Un silence profond et solennel suivit ces paroles simples et terribles, comme si l’Esprit vénéré qu’adorait la tribu se fût fait entendre, et Uncas paraissait le seul être doué de vie au milieu de cette multitude prosternée et immobile.

Après quelques minutes un doux murmure de voix commença une espèce de chant en l’honneur des victimes de la guerre. Ces voix étaient celles des femmes, et leur son pénétrant et lamentable allait jusqu’à l’âme. Les paroles de ce chant triste n’avaient point été préparées ; mais dès que l’une cessait, une autre reprenait ce qu’on pourrait appeler l’oraison funèbre, et disait tout ce que son émotion et ses sentiments lui inspiraient.

Par intervalle les chants étaient interrompus par des explosions de sanglots et de gémissements, pendant lesquels les jeunes filles qui entouraient le cercueil de Cora se précipitaient sur les fleurs qui la couvraient et les en arrachaient dans l’égarement de la douleur.
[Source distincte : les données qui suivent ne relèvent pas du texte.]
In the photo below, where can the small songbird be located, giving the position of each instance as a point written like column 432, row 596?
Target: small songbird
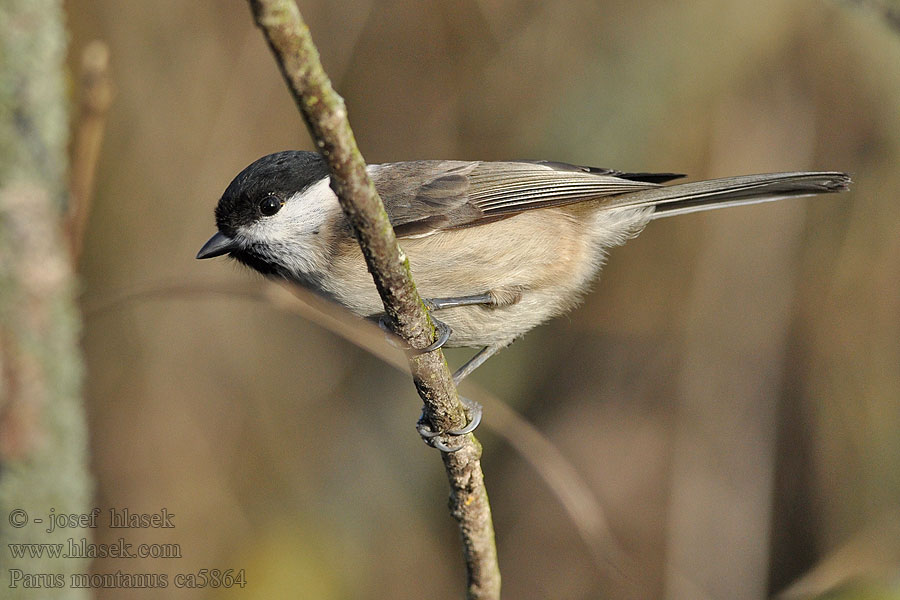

Mais lorsque cet élan de chagrin en avait un peu diminué l’amertume, elles se hâtaient de replacer ces emblèmes de la pureté et de la douceur de celle qu’elles pleuraient. Quoique souvent interrompus, ces chants n’en offraient pas moins des idées suivies qui toutes se rapportaient à l’éloge d’Uncas et de Cora.

Une jeune fille distinguée entre ses compagnes, par son rang et ses qualités, avait été choisie pour faire l’éloge du guerrier mort ; elle commença par de modestes allusions à ses vertus, embellissant son discours de ces images orientales que les Indiens ont probablement rapportées des extrémités de l’autre continent, et qui forment en quelque sorte la chaîne qui lie l’histoire des deux mondes. Elle l’appela la panthère de sa tribu ; elle le montra parcourant les montagnes d’un pas si léger que son pied ne laissait aucune trace sur le sable ; sautant de roc en roc avec la grâce et la souplesse du jeune daim. Elle compara son œil à une étoile brillante à travers une nuit obscure, et sa voix au milieu d’une bataille au tonnerre du Manitou. Elle lui rappela la mère qui l’avait conçu, et s’étendit sur le bonheur qu’elle devait éprouver d’avoir un tel fils ; elle le chargea de lui dire, lorsqu’il la rencontrerait dans le monde des Esprits, que les filles delawares avaient versé des larmes sur le tombeau de son fils, et l’avaient appelée bienheureuse[1].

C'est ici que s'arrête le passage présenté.